Da depressão à dor crônica: autorização para cultivo medicinal de maconha ajuda no tratamento de pacientes no Ceará

 


Médicos que recomendam o uso terapêutico da maconha, contudo, geralmente só recorrem à alternativa quando outros tratamentos não surtem o efeito esperado para a melhora dos pacientes.

As autorizações judiciais se dividem entre dez municípios, da Região Metropolitana de Fortaleza ao interior do estado. Uma das autorizadas é, inclusive, presidente da Associação Medicinal do Ceará (AMECE). A fisioterapeuta Ana Carla conseguiu o habeas corpus em 2020, para tratar da saúde mental.

“Eu trato depressão e ansiedade. Eu tenho uma peculiaridade porque, por conta da depressão, eu tenho pensamentos suicidas. Eu faço o uso [da cannabis] para não tomar alopáticos”, explicou. O tipo de remédio evitado por Ana Carla é caracterizado por produzir efeitos contrários aos da doença tratada.

“Eu consegui o HC em agosto de 2020, no meio da pandemia, porque eu tive uma crise grande de ansiedade, por questões financeiras. Foi quando eu descobri, dentro do processo terapêutico, que era o meu principal gatilho de ansiedade. Fiquei três dias sem dormir”, lembrou a fisioterapeuta.

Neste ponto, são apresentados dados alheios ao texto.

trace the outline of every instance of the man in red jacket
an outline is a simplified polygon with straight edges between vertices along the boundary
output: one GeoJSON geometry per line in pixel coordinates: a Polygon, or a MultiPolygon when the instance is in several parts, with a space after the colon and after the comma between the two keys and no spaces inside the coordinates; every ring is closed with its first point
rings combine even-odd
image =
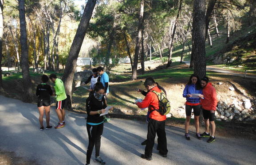
{"type": "Polygon", "coordinates": [[[209,138],[208,142],[212,143],[215,141],[214,134],[215,133],[215,123],[214,123],[214,115],[216,111],[217,100],[216,90],[211,83],[208,82],[209,79],[207,77],[203,77],[201,79],[201,86],[203,88],[204,99],[201,99],[201,106],[203,115],[205,119],[205,131],[201,137],[209,138]],[[209,121],[210,121],[209,122],[209,121]],[[212,135],[209,133],[209,126],[211,125],[212,135]]]}
{"type": "Polygon", "coordinates": [[[154,146],[156,133],[158,135],[158,146],[159,153],[163,157],[166,157],[168,152],[167,147],[166,135],[165,130],[166,116],[161,115],[156,110],[159,109],[159,100],[157,95],[152,91],[161,92],[161,90],[157,84],[152,81],[152,78],[147,78],[144,86],[148,92],[145,99],[142,102],[136,105],[140,108],[148,107],[150,120],[148,125],[147,142],[145,148],[145,154],[142,154],[141,157],[150,161],[152,159],[152,150],[154,146]]]}

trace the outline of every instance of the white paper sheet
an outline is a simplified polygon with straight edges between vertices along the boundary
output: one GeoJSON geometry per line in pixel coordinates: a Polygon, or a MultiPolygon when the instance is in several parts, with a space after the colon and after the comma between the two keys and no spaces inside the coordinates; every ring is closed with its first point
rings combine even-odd
{"type": "Polygon", "coordinates": [[[201,95],[201,94],[200,94],[200,93],[191,94],[191,95],[192,95],[191,97],[192,97],[192,98],[199,98],[199,95],[201,95]]]}
{"type": "Polygon", "coordinates": [[[112,107],[111,106],[107,106],[106,107],[106,108],[105,108],[105,109],[106,109],[106,111],[105,111],[105,113],[102,113],[101,114],[100,114],[99,115],[100,116],[103,116],[103,115],[106,115],[108,113],[108,111],[109,111],[109,109],[110,108],[111,108],[112,107]]]}
{"type": "MultiPolygon", "coordinates": [[[[135,104],[140,102],[141,103],[142,102],[143,100],[142,100],[142,99],[137,99],[137,100],[135,100],[135,104]]],[[[144,110],[144,109],[146,109],[146,107],[144,108],[141,108],[141,109],[142,110],[144,110]]]]}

Ana Carla conseguiu a autorização judicial para cultivo da cannabis após fortes crises de ansiedade. — Foto: Ismael Soares/SVM

Ana Carla explicou que, nos momentos de lockdown da pandemia de Covid-19, ela passou por momentos de crise financeira porque trabalhava como professora de pilates — atividade que teve de ser interrompida.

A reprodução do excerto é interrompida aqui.